The value in setting stretch goals

One of the largest accelerators in my career was a manager when I first started out telling me that I wasn’t up for an early promotion. I never took his words as demoralizing, I took them as genuine feedback on how to achieve the stretch goals I wanted. I also didn’t take that as a “no”. I simply took it as “try harder”, which is exactly what I did.  I asked him what I need to do to earn that promotion, I did it and I ended up getting that early promotion. In the end, the manager congratulated me for proving him wrong and I thanked him for setting the bar higher and  because it made me better.Setting stretch goals leads to higher performance
We’ve all heard the story of the grade the founder of FedEx got on his business plan for FedEx, or how Walt Disney was told he had no artistic talent, or how Kate Winslet was told she would never be a great actress. The assumptions are that their reviewer’s never saw their talent. I prefer to look at it as one of the steps they each had to take to strengthen their talent to achieve greatness. Would they have achieved the level of accomplishment or success if they weren’t told “no” or given a higher bar to reach. If they were told “nice job”, would they have just plodded along and achieved success but not greatness?

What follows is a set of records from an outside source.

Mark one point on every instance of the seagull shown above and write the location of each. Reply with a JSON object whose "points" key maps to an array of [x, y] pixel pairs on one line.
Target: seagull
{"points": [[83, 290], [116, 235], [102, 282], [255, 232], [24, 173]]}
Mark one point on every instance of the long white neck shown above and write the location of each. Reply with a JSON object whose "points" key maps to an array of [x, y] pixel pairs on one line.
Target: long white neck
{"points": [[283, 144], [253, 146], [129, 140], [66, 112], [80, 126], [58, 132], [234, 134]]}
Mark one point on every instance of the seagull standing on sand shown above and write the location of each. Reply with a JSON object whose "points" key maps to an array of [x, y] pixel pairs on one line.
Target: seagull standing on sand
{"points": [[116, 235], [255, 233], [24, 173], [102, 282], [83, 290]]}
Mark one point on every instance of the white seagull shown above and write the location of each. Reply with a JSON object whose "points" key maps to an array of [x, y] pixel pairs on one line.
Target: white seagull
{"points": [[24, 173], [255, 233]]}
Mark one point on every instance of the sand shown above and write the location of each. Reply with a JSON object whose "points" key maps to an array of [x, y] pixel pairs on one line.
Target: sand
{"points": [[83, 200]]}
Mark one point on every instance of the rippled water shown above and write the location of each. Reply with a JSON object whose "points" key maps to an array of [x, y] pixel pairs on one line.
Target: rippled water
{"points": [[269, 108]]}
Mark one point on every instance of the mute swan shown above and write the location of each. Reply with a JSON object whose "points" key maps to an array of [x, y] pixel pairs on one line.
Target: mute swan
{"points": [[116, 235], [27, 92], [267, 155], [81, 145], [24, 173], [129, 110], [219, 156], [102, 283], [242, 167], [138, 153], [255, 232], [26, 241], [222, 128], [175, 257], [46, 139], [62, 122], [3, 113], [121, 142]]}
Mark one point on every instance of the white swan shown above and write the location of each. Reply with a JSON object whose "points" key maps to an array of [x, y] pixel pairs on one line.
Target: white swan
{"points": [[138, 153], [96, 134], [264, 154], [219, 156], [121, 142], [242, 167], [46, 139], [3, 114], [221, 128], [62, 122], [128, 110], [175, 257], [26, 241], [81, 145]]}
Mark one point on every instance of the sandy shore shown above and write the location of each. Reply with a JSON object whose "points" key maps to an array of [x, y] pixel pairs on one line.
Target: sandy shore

We should think about this as we conduct performance reviews and give daily feedback to our teams. Are we helping them grow and achieve their success by only saying  “good job”? If we give them a higher bar, provide them specific and direct actions or improvements to make, could they achieve a higher level of success. If we challenge our team to reach their potential by giving them what may be the hard truth, aren’t we helping them be the best they can be?  Are you being their best manager by simplying patting them on their heads? Think about how you can restructure your words to actually motivate and encourage your team to stretch.